I have the following HW configuration: DSP is TMS320C6726B and SDRAM: Micron SDR SDRAM, MT48LC4M16A2 – 1 Meg x 16 x 4 Banks, Cycle time 7ns
SYSCLK1 is running at 266MHz and SYSCLK3 for EMIF is 133MHz. All the program and data are located on DSP on-chip memory except an array with the size of 6912 words.
A vector of 144 words on-chip memory and 6912 words on SDRAM. Profile the processing time of the following code
#pragma DATA_SECTION (array, ".sdramsect") float array[6912];
float vector[144];
for(i=0; i<48; i++)
{
r = 0;
for(j=0; j<144; j++)
{
r += vector[j] * array[i*48+j];
} output[i] = r;
}
When both vector and array are stored on-chip memory the processing time is around 50us.
When put array to SDRAM (access time 7ns) the processing time jumps to 1300ms!
All elements is array[6912] reside in SDRAM sequentially. No READ - WRITE mixed operations in profiling.
Probe EMIF: RAS, CAS and WE, EM_BA[0:1], etc and found the commands are the following
ACTIVE -> NOP -> READ -> NOP -> BURST TERMINATE -> ... READ -> NOP -> BURST TERMINATE then repeat in 182ns cycle
The main reasons of the slow access are, most of time, DSP only access ONE word and wait extra time to access the next word.

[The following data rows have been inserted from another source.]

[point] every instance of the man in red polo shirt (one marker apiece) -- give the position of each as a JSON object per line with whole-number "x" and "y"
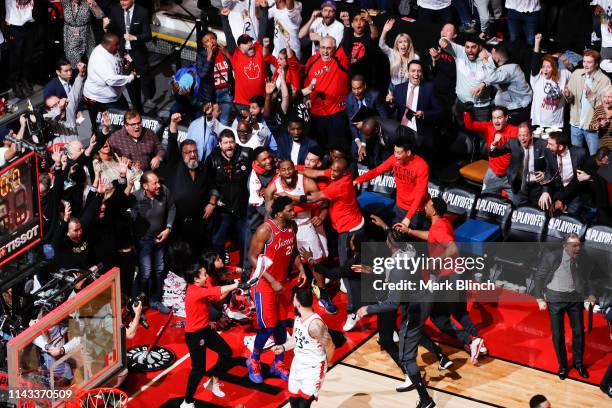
{"x": 411, "y": 174}
{"x": 247, "y": 62}
{"x": 327, "y": 75}
{"x": 496, "y": 134}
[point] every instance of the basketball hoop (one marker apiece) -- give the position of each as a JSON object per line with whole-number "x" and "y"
{"x": 102, "y": 398}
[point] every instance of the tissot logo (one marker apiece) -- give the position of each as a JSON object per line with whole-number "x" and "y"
{"x": 21, "y": 240}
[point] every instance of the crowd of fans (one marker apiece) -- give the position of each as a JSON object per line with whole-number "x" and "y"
{"x": 297, "y": 113}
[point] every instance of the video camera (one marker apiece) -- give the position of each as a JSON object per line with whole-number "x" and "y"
{"x": 133, "y": 302}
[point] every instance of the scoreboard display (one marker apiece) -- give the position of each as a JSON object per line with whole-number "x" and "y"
{"x": 20, "y": 212}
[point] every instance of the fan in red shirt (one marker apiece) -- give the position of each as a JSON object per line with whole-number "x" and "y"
{"x": 247, "y": 61}
{"x": 411, "y": 175}
{"x": 276, "y": 240}
{"x": 496, "y": 134}
{"x": 441, "y": 244}
{"x": 344, "y": 211}
{"x": 198, "y": 334}
{"x": 327, "y": 77}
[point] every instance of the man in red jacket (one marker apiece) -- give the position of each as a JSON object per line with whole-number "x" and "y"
{"x": 327, "y": 75}
{"x": 496, "y": 134}
{"x": 411, "y": 175}
{"x": 247, "y": 58}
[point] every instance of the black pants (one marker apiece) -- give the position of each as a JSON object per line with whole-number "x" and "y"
{"x": 20, "y": 41}
{"x": 410, "y": 335}
{"x": 197, "y": 343}
{"x": 557, "y": 311}
{"x": 94, "y": 108}
{"x": 386, "y": 327}
{"x": 332, "y": 131}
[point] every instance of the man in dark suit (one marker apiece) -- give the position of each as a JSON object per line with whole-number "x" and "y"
{"x": 60, "y": 85}
{"x": 418, "y": 107}
{"x": 524, "y": 176}
{"x": 131, "y": 23}
{"x": 293, "y": 144}
{"x": 562, "y": 189}
{"x": 368, "y": 98}
{"x": 380, "y": 135}
{"x": 562, "y": 284}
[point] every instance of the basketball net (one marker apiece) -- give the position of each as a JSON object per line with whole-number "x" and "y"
{"x": 102, "y": 398}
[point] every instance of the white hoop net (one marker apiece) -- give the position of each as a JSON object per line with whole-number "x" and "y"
{"x": 103, "y": 398}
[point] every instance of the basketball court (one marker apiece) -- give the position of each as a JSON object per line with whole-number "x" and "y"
{"x": 520, "y": 364}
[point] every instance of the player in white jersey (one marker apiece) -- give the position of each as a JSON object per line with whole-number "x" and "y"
{"x": 313, "y": 351}
{"x": 289, "y": 183}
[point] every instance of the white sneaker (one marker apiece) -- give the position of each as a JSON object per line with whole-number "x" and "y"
{"x": 475, "y": 349}
{"x": 405, "y": 386}
{"x": 351, "y": 321}
{"x": 214, "y": 387}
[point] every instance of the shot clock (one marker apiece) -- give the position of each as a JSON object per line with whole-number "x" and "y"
{"x": 20, "y": 215}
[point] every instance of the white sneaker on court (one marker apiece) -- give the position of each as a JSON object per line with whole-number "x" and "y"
{"x": 214, "y": 387}
{"x": 351, "y": 321}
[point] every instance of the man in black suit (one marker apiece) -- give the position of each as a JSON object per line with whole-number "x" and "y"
{"x": 368, "y": 98}
{"x": 418, "y": 107}
{"x": 562, "y": 189}
{"x": 561, "y": 285}
{"x": 380, "y": 136}
{"x": 131, "y": 23}
{"x": 524, "y": 176}
{"x": 60, "y": 85}
{"x": 294, "y": 144}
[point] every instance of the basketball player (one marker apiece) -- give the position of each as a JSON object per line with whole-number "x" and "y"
{"x": 313, "y": 351}
{"x": 276, "y": 240}
{"x": 310, "y": 233}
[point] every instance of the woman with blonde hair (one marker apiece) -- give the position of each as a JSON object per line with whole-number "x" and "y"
{"x": 547, "y": 82}
{"x": 602, "y": 118}
{"x": 401, "y": 54}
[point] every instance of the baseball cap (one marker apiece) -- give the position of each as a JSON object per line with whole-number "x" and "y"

Q1: The setup in EMIF registers is for continuous page burst (full page READ). It should read those words in the same row together if possible. Why only read ONE word each time? EMIF_SDTIMR = 0x69114910; EMIF_SDSRETR = 0x00000008; EMIF_SDRCR = 0x0000081E; EMIF_SDCR = 0x00004520;
Q2: Why each READ is separated by 182ns? This makes the time to read all 6912 words * 180 ns = 1.244ms! Thanks.